Je sais qu’à tout cela il y a des conditions, et que ces conditions sont difficiles à réaliser. Il faut d’abord que l’Europe elle-même s’organise. Il faut qu’elle soit délivrée de l’obsession de la guerre possible. Il faut que la communauté internationale, à laquelle par malheur vous n’appartenez pas, reprenne sa force, son unité, sa cohérence. Il faut surtout que non seulement sur le plan politique, mais sur le plan économique, la solidarité européenne et la solidarité universelle soient recréées.

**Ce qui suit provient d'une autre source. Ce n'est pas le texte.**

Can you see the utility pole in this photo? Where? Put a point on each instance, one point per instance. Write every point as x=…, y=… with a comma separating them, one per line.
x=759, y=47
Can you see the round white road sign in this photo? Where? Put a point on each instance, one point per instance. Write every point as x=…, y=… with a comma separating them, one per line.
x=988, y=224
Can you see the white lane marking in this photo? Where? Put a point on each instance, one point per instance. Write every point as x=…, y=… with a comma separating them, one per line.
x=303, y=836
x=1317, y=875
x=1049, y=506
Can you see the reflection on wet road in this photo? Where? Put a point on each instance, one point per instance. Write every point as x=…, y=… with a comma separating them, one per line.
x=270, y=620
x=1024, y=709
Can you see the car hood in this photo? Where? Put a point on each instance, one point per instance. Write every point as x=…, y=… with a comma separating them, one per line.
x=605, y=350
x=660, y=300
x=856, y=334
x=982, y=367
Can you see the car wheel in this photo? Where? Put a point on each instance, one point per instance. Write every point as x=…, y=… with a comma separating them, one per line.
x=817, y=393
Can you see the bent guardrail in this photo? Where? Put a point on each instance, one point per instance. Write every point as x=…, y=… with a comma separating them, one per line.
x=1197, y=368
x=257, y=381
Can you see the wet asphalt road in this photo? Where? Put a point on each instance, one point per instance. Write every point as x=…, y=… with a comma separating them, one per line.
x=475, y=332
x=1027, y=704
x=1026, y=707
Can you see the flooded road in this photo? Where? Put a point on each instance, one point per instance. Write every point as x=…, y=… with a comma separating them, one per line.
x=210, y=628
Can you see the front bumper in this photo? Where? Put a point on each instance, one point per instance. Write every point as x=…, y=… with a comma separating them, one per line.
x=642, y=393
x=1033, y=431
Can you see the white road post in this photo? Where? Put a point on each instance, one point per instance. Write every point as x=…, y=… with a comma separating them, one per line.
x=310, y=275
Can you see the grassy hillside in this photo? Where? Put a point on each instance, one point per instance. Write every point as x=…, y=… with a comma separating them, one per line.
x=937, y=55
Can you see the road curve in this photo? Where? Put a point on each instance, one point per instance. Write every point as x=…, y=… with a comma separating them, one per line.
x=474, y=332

Nous y travaillerons de toutes nos forces, de tout notre pouvoir. Le secrétaire d’État, M. Hull, a lancé tout récemment des appels auxquels nous avons été profondément sensibles.

Peut-être n’a-t-on pas été assez attentifs, en dehors de France, au plan déposé à Genève par le gouvernement français actuel et qui contenait en même temps qu’un appel ardent et précis pour l’organisation collective et l’assistance mutuelle qui en est le complément nécessaire, un appel à la réorganisation économique et monétaire de l’Europe.

Ces précisions étaient importantes. Peut-être cette initiative sera-t-elle reprise par d’autres, mais je voudrais vous la rappeler, pour que le cas échéant vous n’oubliez pas que c’est de nous, que c’est de chez nous qu’elle était venue.

Cela suppose une organisation et cela suppose aussi, bien entendu, qu’en toutes matières, sur tous les terrains, le respect des contrats internationaux, des engagements internationaux, des signatures internationales, sera préservé ou rétabli.

Je n’ai fait en somme qu’énoncer devant vous, dans leur complexité un peu touffue, les difficultés qui attendaient le nouveau gouvernement et qui auraient attendu sans doute tout autre gouvernement que le nôtre.

Mais je me permets de vous répéter un mot que je disais tout à l’heure familièrement à des amis, ce sont ces difficultés qui font notre force, car notre force sera justement dans la volonté, résolue et enthousiaste à la fois, avec laquelle nous essaierons de les surmonter.

Je n’ai qu’un mot à ajouter, c’est que nous espérons, dans cette tâche difficile, trouver tout au moins votre sympathie et que ce sera pour nous un grand réconfort si cette sympathie répondait à notre bonne foi et à notre bonne volonté.